The idea of ‘lost’ or ‘found’ in translation — do we mean anything more by this than saying whether a translation has worked as a text? While the translator has a responsibility to keep as closely to the original text as possible, it is also a creative process, one that takes into cognizance the nuances of the language a work is translated into.
There is a whole debate in translation about foreignization and domestication, essentially whether or not a text should retain its cultural specificities in translation or whether it should be standardized to conform to the culture of the language into which it is being translated. Personally, I think this debate is a bit ridiculous, especially when it comes to English, a language of the colonizer which has several different cultural and linguistic histories across the world.
I think the biggest responsibility a translator has is to do all they can to be loyal to the story and to the author’s voice. However, I don’t think there is a singular, objective reading of a text. So, what ultimately gets translated is the translator’s reading of the text. We can do this without trying to obfuscate, by finding ways of being transparent in meaning and intention, and trusting the intelligence of the reader.
Can you take me through your creative process?
A translator, I believe, is the closest reader of a text. That’s where I start — as a reader interested and invested in the story. I read the text several times over before I begin, and I translate chapters or passages that I love the most first. It is only after I feel that I have a good sense of the author’s style, tonality and individual quirks that I begin working more systematically with the text. Telling the story in a different language is easier but translating an author’s unique voice is more difficult — S. Hareesh is a very different writer from N. Prabhakaran. I am very interested in how they use words, turn phrases and play with language, and I can sometimes spend hours getting a single word or sentence right. I am also interested in detail, and tend to go down rabbit holes reading about something in the story — for example, the irrigation system described in Moustache or mud therapy in Theeyoor Chronicles.
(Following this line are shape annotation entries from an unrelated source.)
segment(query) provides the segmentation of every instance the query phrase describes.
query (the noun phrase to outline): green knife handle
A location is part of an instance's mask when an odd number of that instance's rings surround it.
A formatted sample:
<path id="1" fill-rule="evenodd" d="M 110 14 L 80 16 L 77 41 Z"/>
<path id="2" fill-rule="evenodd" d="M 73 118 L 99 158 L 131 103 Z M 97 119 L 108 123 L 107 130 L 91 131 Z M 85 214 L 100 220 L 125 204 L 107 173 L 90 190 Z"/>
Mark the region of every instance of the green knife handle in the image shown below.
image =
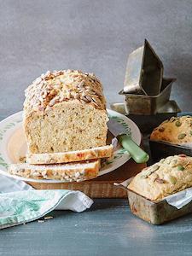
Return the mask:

Adam marks your second translation of a work written by S. Hareesh. Could you tell me a little bit about how you approached this book differently from the one before, especially since Moustache was a novel and this is a collection of short stories?
As a reader, the short story is my favourite genre, so that definitely helped. A novel like Moustache gives the translator some room to be expansive in the translation, but a short story demands the preservation of the economy of words. I don’t know if Hareesh will agree with me, but, as a reader, I thought each story in Adam had a seed, a defining moment or idea, that was central to the story. Figuring that out was the crux, I think, and ensuring that it was reflected in the translation. In other words, one had to ‘get’ each story — and I do not mean that each reader will get it in exactly the same way — in order to translate it.
Photo by Adley Siddiqi
What is the greatest challenge of the art of translation?
Trying to convey something of the author’s unique voice. Translation is a collaborative process, and as the re-creation of a text, it will always reflect something of the translator’s style. Despite this, every translator has the responsibility to convey not just the story, but the unique way in which an author tells that story. I think that is the greatest challenge.
How have you been coping with the pandemic? Has it affected you as a translator in any way?
It has certainly brought to relief the privileges that we take for granted — from having a home to lockdown to access to vaccines. Like many people, it has also involved a certain amount of personal losses as well as a period of intense reflection. Writing — both my own work and translation — and reading have been my way of coping in this period.
Lastly, what are you working on next?
I am currently finishing work on a novel by Sheela Tomy. Another by Sandhya Mary and a children’s book are in the planning stages.